Dans cet échange qu’entend le futur mari? Qu’entend la future épouse? Que dit la coutume? Celui-ci ne s’apparente-t-elle pas à une forme d’adoption? Si, c’est une forme d’adoption si l’on veut humaniser cette pratique. Non, si on veut la déshumaniser et la réduire à un échange d’objet tout simplement. En assimilant cette pratique à une adoption, la dot réduit la femme à un enfant donc à un incapable juridiquement parlant. L’homme en versant la dot prouve sa capacité à prendre en charge une famille, une femme et subvenir à tout ses besoins. Et en retour la femme que prouve-t-elle? Rien, si ce n’est obéissance et soumission. Elle se fera représenter par son mari, elle devra avoir son accord pour accomplir certains actes. Ceci se vérifie quand la femme doit trouver un emploi où le mari doit marquer son accord.

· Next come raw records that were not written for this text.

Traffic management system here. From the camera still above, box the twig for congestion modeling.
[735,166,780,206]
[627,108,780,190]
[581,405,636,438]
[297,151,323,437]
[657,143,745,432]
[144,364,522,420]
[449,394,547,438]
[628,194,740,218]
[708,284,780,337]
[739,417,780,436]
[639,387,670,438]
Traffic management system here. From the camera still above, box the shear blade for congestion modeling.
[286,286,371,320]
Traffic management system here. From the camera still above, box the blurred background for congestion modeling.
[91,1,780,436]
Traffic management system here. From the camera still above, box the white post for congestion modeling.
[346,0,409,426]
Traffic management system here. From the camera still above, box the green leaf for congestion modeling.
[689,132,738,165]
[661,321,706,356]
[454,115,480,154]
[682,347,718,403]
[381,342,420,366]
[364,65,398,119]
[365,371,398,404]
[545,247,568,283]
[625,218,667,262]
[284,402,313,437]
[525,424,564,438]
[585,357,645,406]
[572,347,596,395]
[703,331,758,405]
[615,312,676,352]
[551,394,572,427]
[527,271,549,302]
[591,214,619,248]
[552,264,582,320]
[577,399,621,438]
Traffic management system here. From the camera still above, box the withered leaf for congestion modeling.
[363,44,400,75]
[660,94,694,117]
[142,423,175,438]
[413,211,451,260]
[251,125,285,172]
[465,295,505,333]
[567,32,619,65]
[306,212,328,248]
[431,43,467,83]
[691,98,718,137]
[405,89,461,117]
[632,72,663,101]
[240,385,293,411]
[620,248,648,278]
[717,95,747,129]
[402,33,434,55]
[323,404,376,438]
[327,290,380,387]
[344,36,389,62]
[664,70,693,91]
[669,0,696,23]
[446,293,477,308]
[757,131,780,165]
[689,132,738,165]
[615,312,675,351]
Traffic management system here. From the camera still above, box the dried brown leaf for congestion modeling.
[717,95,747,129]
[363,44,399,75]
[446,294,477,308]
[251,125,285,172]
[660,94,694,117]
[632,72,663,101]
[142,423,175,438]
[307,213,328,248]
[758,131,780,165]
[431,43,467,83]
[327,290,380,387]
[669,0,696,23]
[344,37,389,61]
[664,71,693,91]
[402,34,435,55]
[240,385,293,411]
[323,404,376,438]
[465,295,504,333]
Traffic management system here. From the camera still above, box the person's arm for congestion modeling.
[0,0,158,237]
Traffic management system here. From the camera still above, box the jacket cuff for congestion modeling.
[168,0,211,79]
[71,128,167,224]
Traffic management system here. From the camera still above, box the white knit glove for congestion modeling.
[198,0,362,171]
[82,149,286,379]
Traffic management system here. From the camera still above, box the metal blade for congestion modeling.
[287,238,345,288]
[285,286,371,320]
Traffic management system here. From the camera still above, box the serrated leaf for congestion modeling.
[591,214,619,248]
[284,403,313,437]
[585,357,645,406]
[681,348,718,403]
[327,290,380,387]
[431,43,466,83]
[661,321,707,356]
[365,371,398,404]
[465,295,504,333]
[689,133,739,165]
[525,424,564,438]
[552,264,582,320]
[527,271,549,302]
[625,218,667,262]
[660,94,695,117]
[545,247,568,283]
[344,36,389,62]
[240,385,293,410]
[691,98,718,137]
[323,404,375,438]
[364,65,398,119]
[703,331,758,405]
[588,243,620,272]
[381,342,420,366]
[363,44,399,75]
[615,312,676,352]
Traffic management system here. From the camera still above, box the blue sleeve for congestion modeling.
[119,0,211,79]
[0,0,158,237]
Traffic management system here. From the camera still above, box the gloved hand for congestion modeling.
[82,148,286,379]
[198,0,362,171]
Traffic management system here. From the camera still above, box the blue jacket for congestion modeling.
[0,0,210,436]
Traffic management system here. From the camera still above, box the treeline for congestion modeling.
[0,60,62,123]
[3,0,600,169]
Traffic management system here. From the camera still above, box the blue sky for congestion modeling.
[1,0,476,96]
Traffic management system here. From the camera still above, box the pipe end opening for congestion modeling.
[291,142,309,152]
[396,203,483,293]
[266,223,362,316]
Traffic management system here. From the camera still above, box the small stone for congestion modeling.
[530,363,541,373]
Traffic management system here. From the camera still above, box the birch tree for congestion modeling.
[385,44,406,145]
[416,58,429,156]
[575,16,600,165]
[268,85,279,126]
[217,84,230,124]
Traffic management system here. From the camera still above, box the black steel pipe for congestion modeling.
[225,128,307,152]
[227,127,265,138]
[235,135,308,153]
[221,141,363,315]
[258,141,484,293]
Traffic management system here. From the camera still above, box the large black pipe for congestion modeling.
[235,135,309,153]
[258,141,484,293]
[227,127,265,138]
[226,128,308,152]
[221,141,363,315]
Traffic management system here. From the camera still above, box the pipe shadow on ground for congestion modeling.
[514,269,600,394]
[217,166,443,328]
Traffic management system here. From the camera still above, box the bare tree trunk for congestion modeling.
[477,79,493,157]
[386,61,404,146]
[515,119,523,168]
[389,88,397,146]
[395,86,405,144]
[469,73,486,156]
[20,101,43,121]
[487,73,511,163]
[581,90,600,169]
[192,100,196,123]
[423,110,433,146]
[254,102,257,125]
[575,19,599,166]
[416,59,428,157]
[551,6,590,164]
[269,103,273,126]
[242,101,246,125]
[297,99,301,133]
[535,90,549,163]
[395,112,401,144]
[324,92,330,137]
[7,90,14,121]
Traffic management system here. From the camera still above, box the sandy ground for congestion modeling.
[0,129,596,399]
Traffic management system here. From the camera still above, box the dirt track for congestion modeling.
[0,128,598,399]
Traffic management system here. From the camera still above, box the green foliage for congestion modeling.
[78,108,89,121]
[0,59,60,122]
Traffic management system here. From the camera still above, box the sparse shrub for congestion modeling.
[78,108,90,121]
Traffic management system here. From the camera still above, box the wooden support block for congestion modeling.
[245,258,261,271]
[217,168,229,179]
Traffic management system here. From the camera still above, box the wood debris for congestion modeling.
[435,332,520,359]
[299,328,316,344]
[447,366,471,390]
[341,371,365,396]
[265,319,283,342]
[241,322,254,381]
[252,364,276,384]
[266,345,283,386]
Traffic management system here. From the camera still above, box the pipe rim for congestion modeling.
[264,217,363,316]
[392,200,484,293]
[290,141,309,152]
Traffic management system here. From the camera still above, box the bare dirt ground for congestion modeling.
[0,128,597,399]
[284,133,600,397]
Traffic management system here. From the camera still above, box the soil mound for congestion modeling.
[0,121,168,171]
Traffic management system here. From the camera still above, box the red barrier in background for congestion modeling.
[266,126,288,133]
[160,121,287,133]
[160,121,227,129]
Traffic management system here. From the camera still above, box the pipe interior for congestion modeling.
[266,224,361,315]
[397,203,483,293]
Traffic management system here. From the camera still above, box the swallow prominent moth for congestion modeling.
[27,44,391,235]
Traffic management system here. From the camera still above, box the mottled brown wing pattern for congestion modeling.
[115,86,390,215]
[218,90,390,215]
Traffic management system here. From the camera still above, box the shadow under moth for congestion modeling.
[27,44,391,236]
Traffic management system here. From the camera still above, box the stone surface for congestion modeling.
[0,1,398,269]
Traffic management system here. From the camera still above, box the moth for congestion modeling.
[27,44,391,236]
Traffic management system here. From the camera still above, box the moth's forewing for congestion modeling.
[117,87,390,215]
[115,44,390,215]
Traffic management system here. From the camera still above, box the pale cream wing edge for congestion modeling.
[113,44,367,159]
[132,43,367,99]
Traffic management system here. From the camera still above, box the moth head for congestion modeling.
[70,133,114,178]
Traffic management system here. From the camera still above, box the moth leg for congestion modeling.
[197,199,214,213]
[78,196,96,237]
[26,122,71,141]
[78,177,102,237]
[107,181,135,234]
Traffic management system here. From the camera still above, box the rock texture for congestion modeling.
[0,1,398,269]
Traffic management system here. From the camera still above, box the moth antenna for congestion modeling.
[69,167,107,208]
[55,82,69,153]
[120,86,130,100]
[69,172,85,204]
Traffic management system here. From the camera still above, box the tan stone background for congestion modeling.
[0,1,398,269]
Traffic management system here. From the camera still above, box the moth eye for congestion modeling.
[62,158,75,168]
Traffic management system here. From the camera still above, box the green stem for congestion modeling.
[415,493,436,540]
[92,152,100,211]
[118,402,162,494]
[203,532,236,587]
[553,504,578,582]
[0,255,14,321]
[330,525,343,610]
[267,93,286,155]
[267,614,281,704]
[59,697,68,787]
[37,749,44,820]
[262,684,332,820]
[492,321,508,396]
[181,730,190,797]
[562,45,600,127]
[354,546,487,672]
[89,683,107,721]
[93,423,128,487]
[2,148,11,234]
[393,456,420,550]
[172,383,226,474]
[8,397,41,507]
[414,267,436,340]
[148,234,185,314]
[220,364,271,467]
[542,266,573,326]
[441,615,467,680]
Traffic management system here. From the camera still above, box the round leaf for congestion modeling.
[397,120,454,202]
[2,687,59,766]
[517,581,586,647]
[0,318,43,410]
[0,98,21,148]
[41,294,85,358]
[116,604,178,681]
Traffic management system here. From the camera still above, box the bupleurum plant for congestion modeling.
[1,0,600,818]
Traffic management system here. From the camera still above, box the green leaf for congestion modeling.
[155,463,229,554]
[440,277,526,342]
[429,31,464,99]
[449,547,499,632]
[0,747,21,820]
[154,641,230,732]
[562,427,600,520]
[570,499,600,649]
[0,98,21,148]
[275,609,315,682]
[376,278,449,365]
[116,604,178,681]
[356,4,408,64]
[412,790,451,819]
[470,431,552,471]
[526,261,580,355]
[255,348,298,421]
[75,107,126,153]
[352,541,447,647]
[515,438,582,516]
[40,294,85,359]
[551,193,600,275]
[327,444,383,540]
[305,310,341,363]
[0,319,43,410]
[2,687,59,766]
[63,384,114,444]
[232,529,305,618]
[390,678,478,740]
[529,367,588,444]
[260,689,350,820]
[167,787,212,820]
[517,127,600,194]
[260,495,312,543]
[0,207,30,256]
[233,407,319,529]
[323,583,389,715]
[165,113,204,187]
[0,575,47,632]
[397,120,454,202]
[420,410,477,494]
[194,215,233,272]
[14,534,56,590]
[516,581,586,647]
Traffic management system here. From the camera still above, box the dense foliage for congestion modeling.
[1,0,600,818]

Les hommes voient mal que sa femme soit une secrétaire, un médecin garde nuit ou infirmière de garde, hôtesse…

Comme un enfant, elle a besoin de l’avis de son mari pour poser un acte juridique surtout quand il touche à son emploi du temps. On lui sortira un « tu manques de quoi ici pour travailler et ne plus s’occuper de l’éducation des enfants? » Si le mari est nanti. Dans cet échange dotal, il y a aussi un élément psychologique qui joue du coté de la future femme comme du coté du futur mari. Du coté de la femme, c’est ce qu’on appelle « une dette morale ». « Il y a une somme, des objets qui ont été donné afin que cet homme m’acquiert et donc je dois faire honneur à mes parents »  cet élément la retient à ne pas aller l’encontre de la volonté de son mari.

N’oublions pas aussi les livres Saints dans la fameuse phrase « femme soit soumise à ton mari… » mais aussi les français qui disent la main qui donne est au dessus de celle qui reçoit.